Może nas naciągnęli :) Zupełnie by, się nie zdziwił... |
Byliśmy pod koniec kwietnia. Opłata na wjeździe, (chyba ichnia strachowka, ale nie jestem pewien ) ok 5 euro na łeb.
Ciekawe jest też, że pierwszy raz na wschodzie zapłaciliśmy oficjalny mandat z taryfikatorem, blankietem itp. ( ok. 35zł) Za wjazd na główną aleję miasta, pomimo zakazu dla motocykli. Świat się kończy :) |
A może ktoś na Mołdawię i ewentualnie dolot do delty Dunaju na początek września reflektuje?
|
żeby nie zaśmiecać podpytam tutaj :)
Wyjazd w Lublina do przejścia w Larga, Mołdawia coś około 550 km czy po drodze można gdzieś na kimę czy zaraz za przejściem w Mołdawii jakieś noclegi ktoś zlokalizował? Jadę z plecaczkiem i chcemy skrócić sobie drogę przez Ukrainę żeby nie gonić przez Słowację o Węgry. |
Nocleg pod namiotem, czy kwatera?
|
raczej kwatera ale jak mus to może być namiot :)
|
Szukaj noclegu w Kamieńcu.
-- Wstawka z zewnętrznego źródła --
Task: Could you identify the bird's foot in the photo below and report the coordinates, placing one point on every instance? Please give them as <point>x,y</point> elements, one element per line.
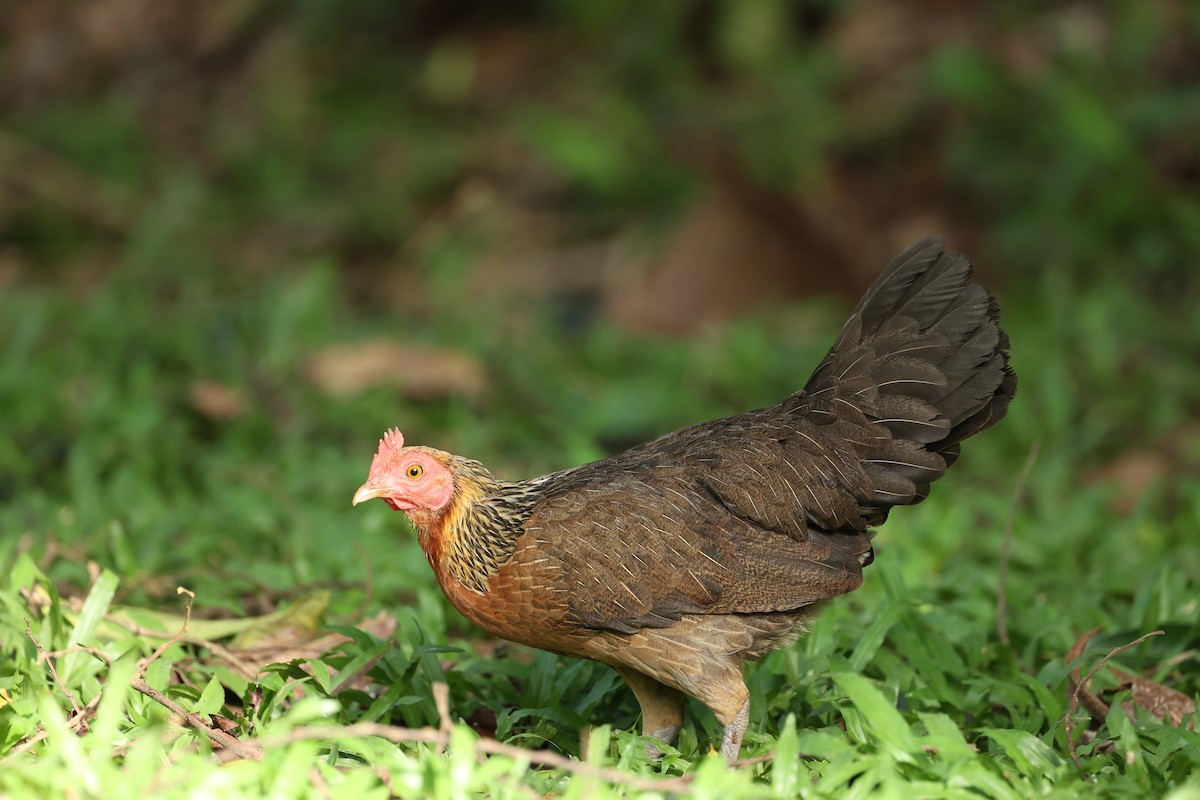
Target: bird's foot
<point>663,734</point>
<point>731,743</point>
Zwiedzisz zamek i będziesz miał blisko do granicy.
|
Kamieniec KONIECZNIE.
W Kamieńcu to Ci mogę podać fajną i tanią miejscówkę (40 zł/2 osoby), ale nie ma parkingu, więc trzeba graty zabrać ze sobą. Później koniecznie kontakt z Sergiejem, który Was oprowadzi po zamku i nie tylko. Świetnie mówi po polsku. Jak coś to pisz na priv. P.S. Jakby Sergiej was kierował na przeprawę promową, to nie jedź, bo jej już nie ma. Myśmy gnali 20 km i jedną mańkę i kiszka, od roku nie ma. |
W Kamieńcu, hotel Ksenia, nad zamkiem. Cena ok 30 zł ze śniadaniem. Motocykle zamykane na podwórku.
|
Cytat:
Dziękuję spider2you za cenne informacje :) teraz tylko do urlopu dotrwać. |
1 Załącznik(ów)
Siergiej, bardzo kompetentny przewodnik.
Załącznik 71931 Kamieniec ale stare miasto za mostem, zamek nie robi wielkiego wrażenia, jak ktoś widział choćby Grodziec, czy Spiski Hrad na Sk. Wrażenie większe robi położenie strategiczne Kamieńca, i całe otoczenie zamku, niż sam zamek. W Mołdawii jadłem najgorszy obiad w życiu, z całego dania zjadliwa była tylko surowa cebula, nawet Spider nie zjadł wszystkiego, po czym drobnymi kroczkami poleciał do latryny:haha2: Mam nadzieję że tak ujowo trafiliśmy i po za tym jednym barem, jest smacznie:D Po za tym bardzo przyjemny kraj, drogi sto razy lepsze niż na UA. |
Czasy w strefie GMT +2. Teraz jest 06:19. |
Powered by vBulletin® Version 3.8.4
Copyright ©2000 - 2025, Jelsoft Enterprises Ltd.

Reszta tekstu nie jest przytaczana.